Ce n’était heureusement pas notre premier tour de piste avec l’étymologie populaire. Il y a quelques années, on nous a demandé d’examiner les affirmations selon lesquelles le mot news est un acronyme dérivé de diverses propositions d’expressions ficelées, les deux prétendants les plus populaires étant nord, est, ouest et sud, et événements notables, météo et sports. En examinant ce que les étymologistes avaient à dire sur la dérivation du mot, nous avons appris que ni l’un ni l’autre n’est authentique. En fait, news a pour origine un mot français, nouvelles, qui a lui-même commencé par le mot latin nova.

Nous avons obtenu des résultats similaires lorsque nous avons enquêté sur les rapports Internet selon lesquels le mot fuck est un acronyme de fornication sous le consentement du roi (ou diverses expressions alternatives), et le mot shit est un acronyme de ship high in transit. Les fausses histoires imaginatives déployées pour soutenir ces affirmations s’évaporent généralement à l’examen. Les exemples de ce phénomène sont si nombreux que quelqu’un a inventé un surnom astucieux pour le désigner : le backronym, défini par le blog Oxford Dictionaries comme  » un acronyme délibérément créé pour s’adapter à un ou plusieurs mots particuliers, soit pour créer un nom mémorable, soit comme une explication fantaisiste de l’origine d’un mot. « 

Ainsi, nous n’avons pas été surpris de constater qu’aucun des dictionnaires que nous avons consultés ne retrace l’origine du mot tag, tel qu’il est utilisé pour désigner le jeu des enfants, à un acronyme. Notant que sa première utilisation dans ce sens remonte à 1738, le Merriam-Webster indique que l’origine du mot tag est inconnue. Selon l’Oxford English Dictionary (OED), le mot est apparu au milieu du XVIIIe siècle et est « peut-être une variante de tig ». Quant à l’origine de tig, l’OED nous dit qu’il est entré dans l’usage courant au début du XVIIIe siècle et qu’il est « peut-être une variante du verbe tick. »

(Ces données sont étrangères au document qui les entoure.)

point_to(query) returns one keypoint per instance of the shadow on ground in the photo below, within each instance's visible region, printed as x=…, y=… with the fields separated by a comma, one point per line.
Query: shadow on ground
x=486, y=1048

Aussi spéculatives que soient ces connexions étymologiques, avec le mot tick nous nous trouvons sur ce qui ressemble au moins à un terrain solide. Voici encore l’OED :

Origin

Moyen anglais (comme verbe dans le sens de ‘tapoter, toucher’) : probablement d’origine germanique et apparenté au néerlandais tik (nom), tikken (verbe) ‘tapoter, toucher’. Le substantif a été enregistré en anglais moyen tardif comme  » une légère tape  » ; les sens actuels datent de la fin du 17e siècle.

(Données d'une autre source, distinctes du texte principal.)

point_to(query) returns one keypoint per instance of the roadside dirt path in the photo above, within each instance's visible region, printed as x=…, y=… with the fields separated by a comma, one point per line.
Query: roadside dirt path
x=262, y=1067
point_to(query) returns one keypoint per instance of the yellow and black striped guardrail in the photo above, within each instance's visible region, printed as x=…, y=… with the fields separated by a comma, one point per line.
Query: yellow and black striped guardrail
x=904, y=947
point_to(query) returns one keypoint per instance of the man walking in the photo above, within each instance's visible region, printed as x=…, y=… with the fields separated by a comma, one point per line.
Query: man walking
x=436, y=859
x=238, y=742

Il s’avère que tick, tig, tag et touch sont tous des noms qui ont été utilisés pour le jeu des enfants en anglais au cours des siècles. Écrivant pour la British Library, le folkloriste et historien social Steve Roud avait ceci à dire sur les « jeux de poursuite » et leurs noms :

Il est impossible de le vérifier, mais il y a fort à parier que les enfants du monde entier se sont toujours poursuivis pour s’amuser, et que dans la plupart des sociétés, ils en ont fait le plus simple des jeux de poursuite que nous appelons – selon l’endroit d’où vous venez – « tig », « tag », « tick », « it », « he » ou « touch ». Un enfant poursuit les autres en essayant de les toucher ; celui qu’il touche devient temporairement « ça » et est maintenant le poursuivant jusqu’à ce qu’il en touche un autre. Le jeu, et le nom « Tick », remontent au moins au début du XVIIe siècle, lorsqu’ils entrent pour la première fois dans les écrits en Grande-Bretagne.

The Modern Playmate, a Book of Games, Sports and Diversions, publié en Angleterre en 1875, se réfère exclusivement à ce passe-temps sous le nom de « tig »:

Tig.

C’est le plus simple de tous les jeux. Parmi un certain nombre de joueurs, l’un d’entre eux fait « Tig », et essaie d’attraper et de toucher n’importe lequel des autres indifféremment ; le joueur ainsi touché devient tig dans son tronc jusqu’à ce qu’il touche quelqu’un d’autre. Le joueur touché ne peut pas toucher en retour tant qu’il n’a pas d’abord chassé un autre joueur.

Et bien qu’elles ne soient pas concluantes, les preuves suggèrent que le jeu que la plupart des anglophones connaissent aujourd’hui sous le nom de « tag » était plus connu dans les temps anciens par des variantes du mot comme « tig » (et l’est toujours, dans certaines régions), ce qui contredit l’affirmation selon laquelle le nom est né comme un acronyme de touch and go. Quoi qu’il en soit, aucune source réputée ne cite l’acronyme comme étant son origine.

Tout cela étant dit, nous trouvons des instances publiées remontant à au moins cent ans dans lesquelles tag est associé à l’expression touch and go. Voici, par exemple, un poème publié en 1912 qui fait référence à  » un jeu de tag, Touch and go  » :

Dans la même veine, un morceau de musique pour piano plein de verve intitulé  » A Game of Tag « , publié en 1902, comprend la note explicative suivante :  » Touch and go. Bon pour toutes sortes de jeux de course. »

Pourtant, aucun de ces exemples n’affirme que tag « représente » touch and go. Ce que ces exemples indiquent, c’est que l’expression « touch and go » a été utilisée pour décrire l’activité appelée « tag », et non qu’elle était la source acronymique du nom.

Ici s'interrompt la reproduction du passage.